Study outputs and impact

Our study is addressing a significant and growing problem that is associated with adverse pregnancy outcomes that are very damaging to mothers and their babies. The lack of PPC contributes considerably to pregnancy costs. Hence, if we achieve the performance target for the intervention, we will have an implementable programme of intervention which could significantly improve pregnancy outcomes; reduce impacts on women’s physical and mental health; and reduce National Health Service (NHS) treatment costs. The study has also been designed to yield important insights into potential implementation barriers and how these can be overcome. Given the failure of previous interventions to make significant improvements in meeting NICE PPC criteria [17], having these insights will greatly enhance the impact of our work. This study will provide:

  • New knowledge (and transferable resources) on how to improve women’s understanding of diabetes and pregnancy and what they can do to reduce the risks for themselves and their babies.

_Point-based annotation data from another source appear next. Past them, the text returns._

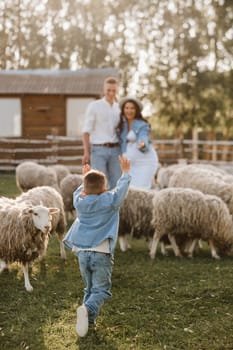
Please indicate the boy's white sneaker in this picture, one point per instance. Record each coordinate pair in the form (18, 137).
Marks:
(82, 321)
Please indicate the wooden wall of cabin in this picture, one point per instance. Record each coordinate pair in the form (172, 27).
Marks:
(43, 115)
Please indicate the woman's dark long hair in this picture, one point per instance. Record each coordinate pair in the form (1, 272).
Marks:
(138, 114)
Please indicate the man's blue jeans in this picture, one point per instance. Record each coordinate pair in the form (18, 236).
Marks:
(106, 159)
(96, 272)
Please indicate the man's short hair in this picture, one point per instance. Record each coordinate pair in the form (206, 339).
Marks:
(94, 182)
(111, 80)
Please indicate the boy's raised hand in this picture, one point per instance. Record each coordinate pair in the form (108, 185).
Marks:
(124, 164)
(85, 169)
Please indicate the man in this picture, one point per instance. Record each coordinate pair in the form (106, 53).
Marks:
(100, 141)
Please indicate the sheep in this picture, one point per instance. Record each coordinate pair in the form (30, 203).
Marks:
(67, 187)
(190, 213)
(49, 197)
(206, 181)
(24, 234)
(31, 174)
(164, 173)
(61, 171)
(136, 216)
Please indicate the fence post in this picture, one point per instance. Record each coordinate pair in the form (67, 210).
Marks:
(195, 154)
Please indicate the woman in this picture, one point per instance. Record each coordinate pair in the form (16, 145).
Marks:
(134, 136)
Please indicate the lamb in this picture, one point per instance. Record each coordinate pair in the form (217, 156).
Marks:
(192, 214)
(24, 234)
(31, 174)
(49, 197)
(204, 180)
(67, 186)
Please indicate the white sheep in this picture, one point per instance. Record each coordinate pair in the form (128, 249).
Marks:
(30, 174)
(135, 217)
(24, 234)
(183, 212)
(49, 197)
(206, 181)
(164, 173)
(67, 187)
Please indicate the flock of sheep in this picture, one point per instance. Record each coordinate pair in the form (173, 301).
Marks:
(190, 203)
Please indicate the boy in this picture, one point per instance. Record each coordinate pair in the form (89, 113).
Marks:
(93, 236)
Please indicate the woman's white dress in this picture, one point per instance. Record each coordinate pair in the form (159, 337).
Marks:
(143, 164)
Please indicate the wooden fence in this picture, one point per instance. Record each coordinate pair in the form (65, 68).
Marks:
(68, 151)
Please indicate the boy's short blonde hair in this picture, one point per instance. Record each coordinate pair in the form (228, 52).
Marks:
(94, 182)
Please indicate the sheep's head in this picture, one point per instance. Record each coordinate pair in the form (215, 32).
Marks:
(42, 217)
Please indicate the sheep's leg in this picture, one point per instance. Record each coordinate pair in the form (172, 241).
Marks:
(191, 248)
(62, 249)
(154, 245)
(213, 250)
(163, 249)
(3, 266)
(124, 244)
(27, 283)
(174, 245)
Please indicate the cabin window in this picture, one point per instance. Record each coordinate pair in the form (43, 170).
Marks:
(76, 108)
(10, 117)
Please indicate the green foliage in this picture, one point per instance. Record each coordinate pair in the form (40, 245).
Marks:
(168, 303)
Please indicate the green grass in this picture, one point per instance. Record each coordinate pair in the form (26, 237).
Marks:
(165, 304)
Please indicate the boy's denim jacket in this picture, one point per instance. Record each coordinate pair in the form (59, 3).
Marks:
(97, 216)
(142, 132)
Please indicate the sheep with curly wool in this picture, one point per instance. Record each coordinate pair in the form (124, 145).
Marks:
(67, 187)
(204, 180)
(30, 174)
(165, 173)
(24, 234)
(183, 212)
(135, 217)
(49, 197)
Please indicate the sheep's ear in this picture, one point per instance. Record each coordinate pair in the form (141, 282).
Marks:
(54, 210)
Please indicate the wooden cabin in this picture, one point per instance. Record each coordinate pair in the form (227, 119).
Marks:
(37, 103)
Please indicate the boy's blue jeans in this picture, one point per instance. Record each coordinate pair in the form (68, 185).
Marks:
(96, 272)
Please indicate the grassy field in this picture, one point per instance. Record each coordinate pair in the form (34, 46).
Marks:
(166, 304)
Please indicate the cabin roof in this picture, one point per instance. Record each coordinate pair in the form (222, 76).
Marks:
(83, 82)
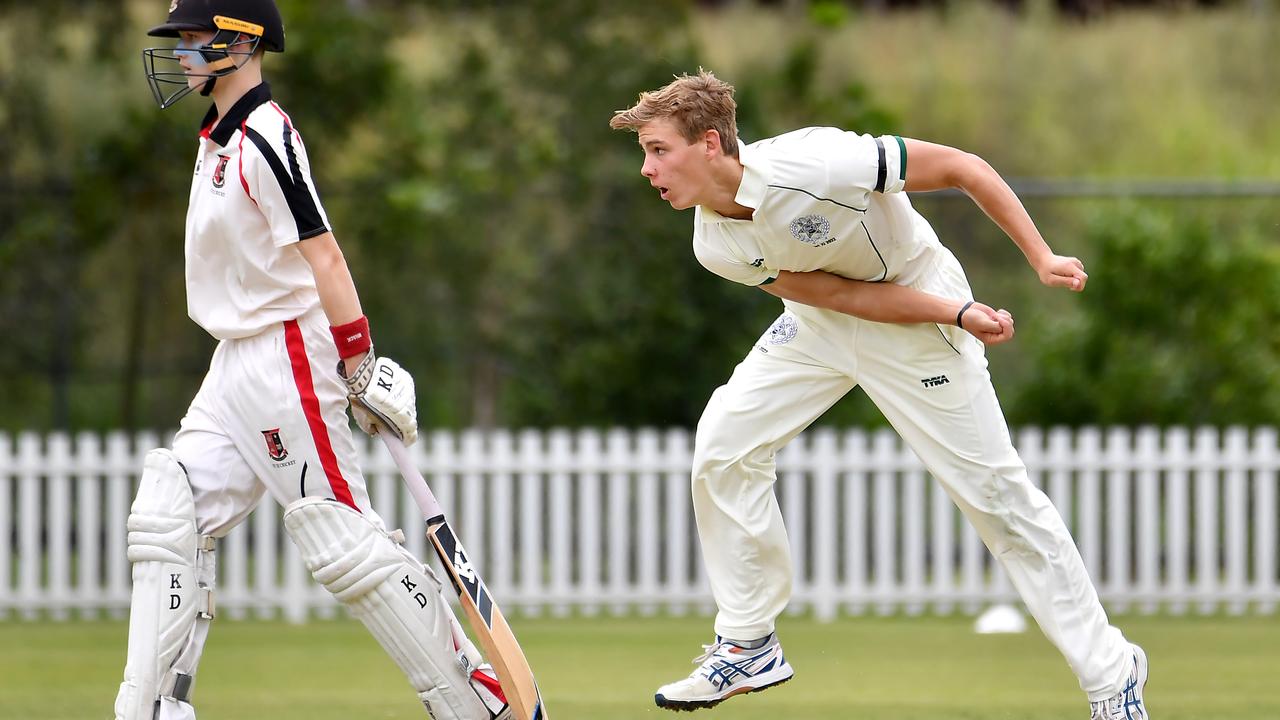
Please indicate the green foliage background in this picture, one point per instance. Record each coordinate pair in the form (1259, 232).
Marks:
(511, 256)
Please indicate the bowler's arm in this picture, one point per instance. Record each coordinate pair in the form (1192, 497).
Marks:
(937, 167)
(334, 285)
(890, 302)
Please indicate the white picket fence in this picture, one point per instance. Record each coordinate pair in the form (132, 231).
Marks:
(600, 522)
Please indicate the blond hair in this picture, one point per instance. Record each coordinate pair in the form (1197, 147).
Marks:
(694, 104)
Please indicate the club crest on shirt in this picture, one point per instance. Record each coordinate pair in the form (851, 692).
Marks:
(220, 171)
(782, 331)
(812, 229)
(274, 445)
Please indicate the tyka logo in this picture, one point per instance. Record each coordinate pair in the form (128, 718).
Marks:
(812, 229)
(464, 566)
(220, 171)
(782, 331)
(275, 449)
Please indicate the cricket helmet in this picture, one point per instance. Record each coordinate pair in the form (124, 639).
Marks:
(231, 21)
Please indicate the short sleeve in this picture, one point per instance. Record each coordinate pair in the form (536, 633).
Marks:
(749, 272)
(874, 164)
(278, 177)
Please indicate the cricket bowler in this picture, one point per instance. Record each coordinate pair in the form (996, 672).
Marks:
(819, 217)
(268, 279)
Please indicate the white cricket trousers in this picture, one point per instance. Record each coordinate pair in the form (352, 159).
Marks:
(931, 382)
(270, 417)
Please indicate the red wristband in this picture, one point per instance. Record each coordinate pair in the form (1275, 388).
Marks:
(352, 338)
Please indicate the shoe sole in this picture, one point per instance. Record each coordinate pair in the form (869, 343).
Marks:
(691, 705)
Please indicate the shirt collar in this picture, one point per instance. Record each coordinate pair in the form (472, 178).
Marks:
(222, 135)
(755, 182)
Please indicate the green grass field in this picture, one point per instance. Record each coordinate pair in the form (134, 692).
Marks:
(867, 668)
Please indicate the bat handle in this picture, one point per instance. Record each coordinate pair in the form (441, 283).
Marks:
(417, 487)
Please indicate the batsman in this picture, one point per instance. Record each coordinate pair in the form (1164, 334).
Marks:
(266, 278)
(819, 218)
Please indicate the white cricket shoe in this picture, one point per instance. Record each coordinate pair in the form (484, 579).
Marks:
(723, 671)
(1125, 705)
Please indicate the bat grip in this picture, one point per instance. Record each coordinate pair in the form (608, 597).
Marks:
(414, 481)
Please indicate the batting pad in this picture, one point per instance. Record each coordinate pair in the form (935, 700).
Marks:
(172, 604)
(393, 595)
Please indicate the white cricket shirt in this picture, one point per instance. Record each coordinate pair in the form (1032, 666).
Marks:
(824, 199)
(251, 200)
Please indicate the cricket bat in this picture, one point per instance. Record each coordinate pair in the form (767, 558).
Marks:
(487, 621)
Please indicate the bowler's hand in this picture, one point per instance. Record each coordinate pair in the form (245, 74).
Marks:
(382, 395)
(992, 327)
(1060, 270)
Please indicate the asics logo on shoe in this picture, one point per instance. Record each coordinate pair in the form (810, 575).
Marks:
(728, 669)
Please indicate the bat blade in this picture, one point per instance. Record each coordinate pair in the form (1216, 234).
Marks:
(487, 620)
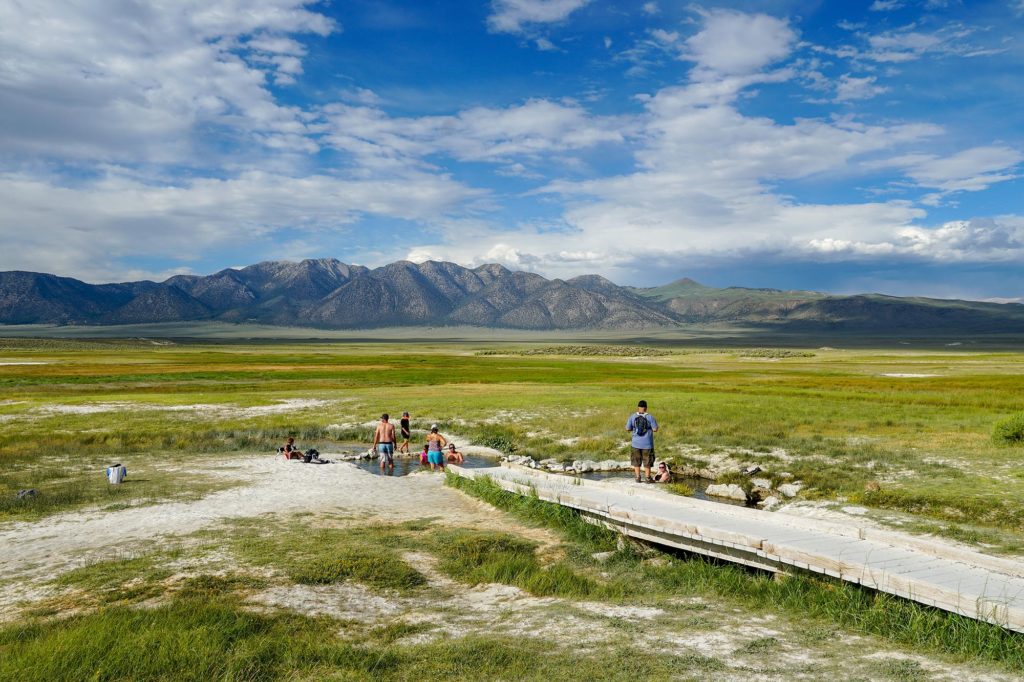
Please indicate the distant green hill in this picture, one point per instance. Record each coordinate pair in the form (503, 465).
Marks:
(329, 294)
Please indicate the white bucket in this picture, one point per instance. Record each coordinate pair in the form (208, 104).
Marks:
(117, 473)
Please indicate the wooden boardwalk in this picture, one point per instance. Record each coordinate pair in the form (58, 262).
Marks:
(951, 579)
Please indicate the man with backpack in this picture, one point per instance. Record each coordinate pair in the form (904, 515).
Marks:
(643, 426)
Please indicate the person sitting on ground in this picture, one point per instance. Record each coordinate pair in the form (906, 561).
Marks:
(435, 449)
(290, 452)
(664, 475)
(454, 456)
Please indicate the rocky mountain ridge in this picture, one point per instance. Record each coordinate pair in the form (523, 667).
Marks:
(328, 293)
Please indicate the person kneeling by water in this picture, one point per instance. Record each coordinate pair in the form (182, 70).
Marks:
(290, 452)
(435, 445)
(454, 456)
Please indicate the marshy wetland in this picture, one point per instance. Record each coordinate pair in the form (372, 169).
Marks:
(230, 563)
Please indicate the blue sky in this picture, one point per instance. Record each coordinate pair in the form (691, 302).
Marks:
(792, 143)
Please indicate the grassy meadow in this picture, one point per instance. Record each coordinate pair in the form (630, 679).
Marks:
(915, 440)
(904, 433)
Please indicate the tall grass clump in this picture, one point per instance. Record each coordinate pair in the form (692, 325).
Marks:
(218, 639)
(807, 598)
(1009, 431)
(503, 438)
(593, 538)
(323, 556)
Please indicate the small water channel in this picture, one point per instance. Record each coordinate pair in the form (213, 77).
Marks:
(407, 465)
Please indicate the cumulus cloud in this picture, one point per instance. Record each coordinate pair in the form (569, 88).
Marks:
(537, 127)
(974, 169)
(145, 82)
(981, 240)
(96, 224)
(735, 43)
(517, 15)
(704, 189)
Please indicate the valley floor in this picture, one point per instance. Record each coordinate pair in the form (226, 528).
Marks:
(700, 635)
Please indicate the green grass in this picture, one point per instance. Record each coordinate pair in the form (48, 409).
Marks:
(1010, 431)
(815, 601)
(322, 556)
(477, 557)
(842, 421)
(215, 639)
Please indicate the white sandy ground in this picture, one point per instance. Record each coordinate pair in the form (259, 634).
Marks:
(32, 553)
(223, 411)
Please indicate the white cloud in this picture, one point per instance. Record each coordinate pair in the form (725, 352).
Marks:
(85, 230)
(702, 189)
(147, 82)
(990, 240)
(735, 43)
(974, 169)
(908, 43)
(885, 5)
(537, 127)
(849, 88)
(515, 15)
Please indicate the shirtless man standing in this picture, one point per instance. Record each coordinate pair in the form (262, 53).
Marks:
(384, 441)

  • A care pathway to support women and health professionals to identify what women need at different points in their reproductive cycle, and how and where to access the resources they need (integration).

  • The development of decision support tools for health professionals to identify risks and to help them work productively with women to enhance the reproductive care they receive.

  • Strategies to promote a wider community awareness of the reproductive needs of women living with T2DM that address potential cultural barriers to engaging with pre-pregnancy care.

  • System level strategies to promote the visibility of women of reproductive age with T2DM in the health system.

  • Evidence of costs and consequences of intervention and commissioning principles.

Finally, as we have been working with women living with T2DM throughout our research, it is important to recognise their contribution to the study. We have a strong patient involvement group of women with T2DM who contributed to our previous studies in developing the PREPARED programme. In this study we have a patient co-applicant who has experienced pregnancies with T2DM, and she will jointly chair the project advisory board (she is one of the authors of this paper OA). She with our other patient representatives (n = 4) have input on reviewing performance and optimising the intervention. We are also working closely with primary care, diabetes, and pregnancy services to ensure that what emerges from the study will be acceptable to care systems across the UK.